Это снова наши партийные идеологи перестраховались. Мол, заявление советского космонавта для мировой общественности должно прозвучать веско и уверенно. “Мы, конечно, верим, что коммунист товарищ Леонтьев выучит его наизусть и сможет рассказать даже спросонья. Но товарищи...
Советский человек будет высаживаться на поверхность Луны впервые. Сейчас неясно, в каком эмоциональном состоянии будет пребывать во время высадки уважаемый Алексей Архипович. Совладает ли он со своими нервами, с беспокойством и тревогой? Медицина и психологи не могут дать четкий ответ на этот вопрос. Сможет ли космонавт Леонтьев, например, в возбужденном состоянии вспомнить и без запинки произнести утвержденный ЦК КПСС текст заявления? Это вопрос серьезный, товарищи. Нельзя пустить такое важное дело на самотек. Поэтому есть мнение записать выступление товарища Леонтьева заранее, еще на Земле. А потом просто транслировать его в нужный момент с поверхности Луны. Есть другие мнения? Нет? Голосуем... Единогласно, решение принято”.
- “Флаг-один”, - снова в динамиках голос Гагарова, - с вами будет говорить Первый секретарь Центрального Комитета Коммунистической партии Советского Союза Никита Сергеевич Хрущев.
Хорошо, хоть наш диалог с Никитой Сергеевичем партийные перестраховщики не решились записать заранее на магнитофонную ленту (впрочем, откуда мне знать - может быть, был и такой вариант?) и минуты три-четыре мы общаемся с Хрущевым в прямом эфире. “Здрасьте, Никита Сергеевич!”. “Привет вам, товарищ Леонтьев! Как там погода?”. “Ничего, солнышко светит”. Ну, и так далее. Пятиминутный разговор о том, о сем и ни о чем. Разговор на публику, для всей прогрессивной мировой общественности.
На этом ритуальная часть высадки закончилась. На все -про все у меня ушло примерно тридцать минут. Пора было приступать собственно к научным исследованиям и забору лунного грунта.

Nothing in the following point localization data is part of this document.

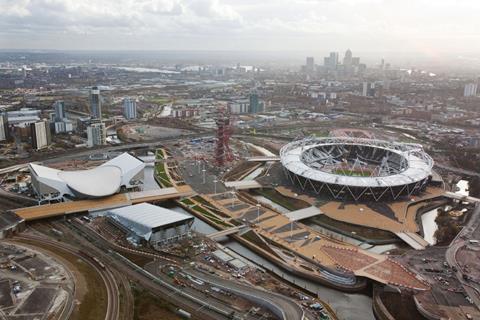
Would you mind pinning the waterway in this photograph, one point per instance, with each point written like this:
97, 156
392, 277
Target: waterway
428, 218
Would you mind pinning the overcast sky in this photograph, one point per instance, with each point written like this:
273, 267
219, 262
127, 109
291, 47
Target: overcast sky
430, 27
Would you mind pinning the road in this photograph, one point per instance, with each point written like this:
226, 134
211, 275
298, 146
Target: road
457, 170
198, 305
290, 309
106, 274
466, 233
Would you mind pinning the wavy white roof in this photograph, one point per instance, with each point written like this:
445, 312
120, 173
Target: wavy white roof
101, 181
97, 182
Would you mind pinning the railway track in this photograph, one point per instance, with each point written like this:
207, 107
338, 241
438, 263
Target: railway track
105, 272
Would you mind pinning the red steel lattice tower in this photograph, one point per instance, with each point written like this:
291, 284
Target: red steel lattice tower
223, 153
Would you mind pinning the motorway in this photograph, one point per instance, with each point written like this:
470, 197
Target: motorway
468, 232
106, 274
200, 306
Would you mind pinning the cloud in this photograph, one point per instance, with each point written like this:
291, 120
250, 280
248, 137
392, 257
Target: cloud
239, 24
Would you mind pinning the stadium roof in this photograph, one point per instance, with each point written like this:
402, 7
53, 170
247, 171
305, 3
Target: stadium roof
418, 168
144, 218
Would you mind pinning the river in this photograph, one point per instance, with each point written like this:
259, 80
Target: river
428, 218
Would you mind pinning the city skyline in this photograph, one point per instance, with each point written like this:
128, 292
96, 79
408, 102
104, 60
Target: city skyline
448, 27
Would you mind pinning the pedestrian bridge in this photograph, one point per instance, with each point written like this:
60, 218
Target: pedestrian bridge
262, 159
226, 232
243, 184
413, 240
305, 213
115, 201
461, 197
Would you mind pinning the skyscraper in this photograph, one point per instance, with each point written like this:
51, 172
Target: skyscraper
96, 134
254, 105
470, 90
129, 108
347, 60
59, 110
40, 134
4, 133
310, 65
95, 103
333, 60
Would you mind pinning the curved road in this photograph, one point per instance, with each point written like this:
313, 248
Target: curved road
290, 309
106, 274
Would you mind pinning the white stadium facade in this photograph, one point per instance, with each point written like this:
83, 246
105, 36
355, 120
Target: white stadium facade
357, 169
124, 171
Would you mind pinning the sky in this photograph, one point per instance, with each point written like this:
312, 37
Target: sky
429, 27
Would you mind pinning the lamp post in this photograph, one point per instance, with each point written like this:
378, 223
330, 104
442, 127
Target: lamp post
215, 185
233, 199
291, 229
258, 212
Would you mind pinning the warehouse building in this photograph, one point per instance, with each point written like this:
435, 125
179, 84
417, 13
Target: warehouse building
153, 224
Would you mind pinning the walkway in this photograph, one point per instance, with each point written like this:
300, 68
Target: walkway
314, 245
226, 232
302, 214
243, 184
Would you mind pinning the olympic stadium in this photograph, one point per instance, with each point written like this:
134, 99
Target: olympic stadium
357, 168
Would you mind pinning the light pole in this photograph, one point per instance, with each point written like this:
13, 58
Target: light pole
233, 199
291, 229
258, 212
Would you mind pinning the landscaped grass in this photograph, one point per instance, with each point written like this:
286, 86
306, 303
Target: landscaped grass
348, 228
150, 307
160, 173
286, 202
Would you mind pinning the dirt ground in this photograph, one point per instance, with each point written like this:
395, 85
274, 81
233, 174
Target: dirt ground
149, 307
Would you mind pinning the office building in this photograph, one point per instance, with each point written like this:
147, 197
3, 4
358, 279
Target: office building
95, 103
368, 89
96, 134
254, 103
63, 126
310, 65
4, 133
60, 111
129, 108
347, 60
331, 61
40, 134
470, 90
239, 106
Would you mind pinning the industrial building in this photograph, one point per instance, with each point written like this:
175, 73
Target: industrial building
124, 171
153, 224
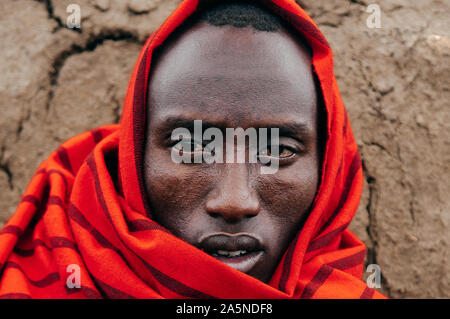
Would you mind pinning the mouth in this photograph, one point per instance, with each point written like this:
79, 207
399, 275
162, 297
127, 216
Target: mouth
241, 251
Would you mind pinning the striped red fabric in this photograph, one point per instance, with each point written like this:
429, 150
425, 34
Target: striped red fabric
78, 210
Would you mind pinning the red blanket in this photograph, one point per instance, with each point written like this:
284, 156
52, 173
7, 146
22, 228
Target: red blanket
86, 206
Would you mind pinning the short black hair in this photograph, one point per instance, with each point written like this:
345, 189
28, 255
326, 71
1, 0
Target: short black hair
240, 14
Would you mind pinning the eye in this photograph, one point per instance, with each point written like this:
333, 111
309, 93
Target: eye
191, 146
188, 145
284, 152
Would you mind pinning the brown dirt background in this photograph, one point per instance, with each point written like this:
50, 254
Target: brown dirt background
56, 83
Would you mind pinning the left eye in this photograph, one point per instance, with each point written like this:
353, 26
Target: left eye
284, 152
186, 145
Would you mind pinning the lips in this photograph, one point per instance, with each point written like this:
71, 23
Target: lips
241, 251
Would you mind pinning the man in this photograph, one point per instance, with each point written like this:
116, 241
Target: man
112, 214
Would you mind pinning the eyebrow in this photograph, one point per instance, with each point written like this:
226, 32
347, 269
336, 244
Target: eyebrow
286, 128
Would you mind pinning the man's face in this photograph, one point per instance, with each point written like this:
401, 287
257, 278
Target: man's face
234, 78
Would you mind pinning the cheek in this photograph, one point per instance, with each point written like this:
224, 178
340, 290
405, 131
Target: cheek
289, 193
174, 190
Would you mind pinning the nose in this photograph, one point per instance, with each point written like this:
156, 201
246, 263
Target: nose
233, 199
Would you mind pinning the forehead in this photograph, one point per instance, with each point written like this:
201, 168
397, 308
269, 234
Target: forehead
237, 75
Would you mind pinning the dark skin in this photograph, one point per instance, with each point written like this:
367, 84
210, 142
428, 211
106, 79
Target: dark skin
234, 77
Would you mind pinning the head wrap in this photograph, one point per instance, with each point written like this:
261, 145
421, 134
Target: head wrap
85, 211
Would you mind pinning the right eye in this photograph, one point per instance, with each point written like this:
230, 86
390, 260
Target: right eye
188, 146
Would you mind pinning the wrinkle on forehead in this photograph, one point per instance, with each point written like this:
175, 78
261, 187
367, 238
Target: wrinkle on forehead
234, 72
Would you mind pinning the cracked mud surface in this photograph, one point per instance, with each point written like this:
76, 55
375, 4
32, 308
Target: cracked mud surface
57, 82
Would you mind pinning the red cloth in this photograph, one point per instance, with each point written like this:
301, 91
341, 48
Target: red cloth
86, 205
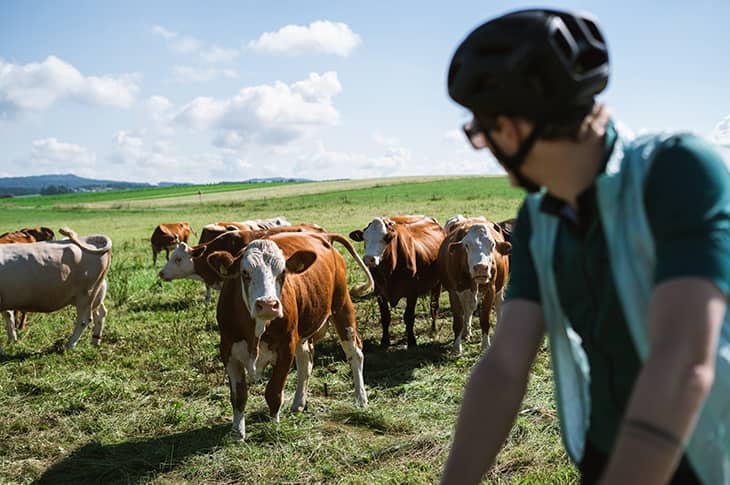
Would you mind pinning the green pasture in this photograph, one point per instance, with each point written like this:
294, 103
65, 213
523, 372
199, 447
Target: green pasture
151, 404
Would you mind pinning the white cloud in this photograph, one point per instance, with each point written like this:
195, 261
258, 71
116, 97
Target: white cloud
155, 160
202, 74
187, 44
38, 85
721, 133
50, 151
215, 53
163, 32
269, 113
320, 37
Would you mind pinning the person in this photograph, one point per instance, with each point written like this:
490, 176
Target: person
621, 254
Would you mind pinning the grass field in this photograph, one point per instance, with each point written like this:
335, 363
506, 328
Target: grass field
150, 405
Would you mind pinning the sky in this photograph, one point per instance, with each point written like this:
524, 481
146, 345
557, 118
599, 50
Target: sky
203, 92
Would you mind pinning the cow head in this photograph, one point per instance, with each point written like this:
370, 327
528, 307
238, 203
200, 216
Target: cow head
377, 236
180, 264
262, 268
479, 247
40, 233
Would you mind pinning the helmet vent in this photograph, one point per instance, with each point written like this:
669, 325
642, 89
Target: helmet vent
563, 45
594, 32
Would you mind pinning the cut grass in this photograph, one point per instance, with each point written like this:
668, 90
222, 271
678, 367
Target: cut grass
151, 404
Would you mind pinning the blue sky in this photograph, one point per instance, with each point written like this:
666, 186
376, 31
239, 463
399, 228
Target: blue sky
205, 92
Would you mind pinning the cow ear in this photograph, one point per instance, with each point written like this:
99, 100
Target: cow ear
504, 248
197, 251
300, 261
454, 246
224, 264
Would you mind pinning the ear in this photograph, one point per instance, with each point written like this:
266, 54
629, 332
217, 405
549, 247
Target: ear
300, 261
504, 248
455, 246
224, 265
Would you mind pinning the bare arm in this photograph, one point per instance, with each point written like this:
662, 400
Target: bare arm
486, 414
685, 317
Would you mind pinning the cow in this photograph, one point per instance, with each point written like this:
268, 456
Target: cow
402, 252
26, 235
474, 266
167, 236
181, 264
50, 275
277, 296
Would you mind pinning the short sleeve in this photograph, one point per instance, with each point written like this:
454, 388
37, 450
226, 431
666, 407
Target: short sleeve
687, 200
523, 279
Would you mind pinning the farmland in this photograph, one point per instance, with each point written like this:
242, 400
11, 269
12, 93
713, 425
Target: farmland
150, 405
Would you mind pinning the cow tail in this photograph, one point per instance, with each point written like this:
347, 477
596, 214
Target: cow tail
91, 249
365, 288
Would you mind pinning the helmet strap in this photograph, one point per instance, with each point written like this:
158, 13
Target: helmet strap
514, 162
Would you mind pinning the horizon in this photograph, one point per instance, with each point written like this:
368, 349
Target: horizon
172, 92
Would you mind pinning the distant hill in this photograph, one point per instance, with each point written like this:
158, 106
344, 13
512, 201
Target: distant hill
60, 183
268, 180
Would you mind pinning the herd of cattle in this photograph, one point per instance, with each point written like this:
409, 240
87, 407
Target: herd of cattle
280, 285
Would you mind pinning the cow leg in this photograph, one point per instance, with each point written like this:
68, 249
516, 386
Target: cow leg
99, 314
498, 300
10, 325
434, 307
234, 362
352, 345
409, 317
458, 317
384, 320
484, 314
304, 359
275, 387
20, 319
83, 317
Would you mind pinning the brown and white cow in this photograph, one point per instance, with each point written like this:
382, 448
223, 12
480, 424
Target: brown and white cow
50, 275
402, 253
27, 235
189, 261
167, 236
278, 295
474, 266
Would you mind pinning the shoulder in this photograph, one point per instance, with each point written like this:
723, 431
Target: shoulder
690, 162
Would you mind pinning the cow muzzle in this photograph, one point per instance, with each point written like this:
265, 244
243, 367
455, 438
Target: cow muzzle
481, 273
267, 308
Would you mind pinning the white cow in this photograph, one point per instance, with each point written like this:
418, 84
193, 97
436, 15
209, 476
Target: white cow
50, 275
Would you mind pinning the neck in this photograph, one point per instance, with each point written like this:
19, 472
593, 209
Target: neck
570, 168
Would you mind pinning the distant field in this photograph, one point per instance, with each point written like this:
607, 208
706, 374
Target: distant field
151, 404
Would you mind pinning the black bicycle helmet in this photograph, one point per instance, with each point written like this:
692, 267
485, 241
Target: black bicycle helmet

Начал со второго пункта - со сбора образцов лунных камней и пыли. Для этой операции в арсенале оборудования был специальный пробосборник. Внешне он очень был похож на обычный совок для сбора мусора, но с длинной ручкой.
Работать пробосборником оказалось очень удобно. Я зачерпывал им небольшими порциями лунный грунт и ссыпал его в контейнер, похожий на среднего размера мешок из плотной ткани. “Совком” мне удалось не только набрать несколько килограммов лунного “песка”, но и подобрать около полутора десятков крупных лунных камней. Структура грунта оказалась сыпучей, очень похожей на коричневато-серую муку. Но попадались и более крупные фракции, похожие на песок или плотные комочки.
На всю эту “уборку территории”, как пошутил Юрка Гагаров, у меня ушло около двадцати минут.
- “Флаг-один”, идешь с опережением графика, -прокомментировал Гагаров. - Придется записывать тебя в отряд лунных стахановцев!
- Намек понял, “Заря”. Приступаю к добыче лунного угля, - шуткой на шутку ответил я.
Кроме сбора образцов грунта с поверхности Луны, я должен был постараться получить пробы с глубины примерно пятнадцать сантиметров. Для этого у меня имелись три пробозаборника, выполненные в виде длинных пустотелых “стаканчиков” с острыми краями. Эти заборники поочередно закреплялись на длинной ручке, опираясь на которую руками, я вводил “стаканчики” как можно глубже в лунный грунт.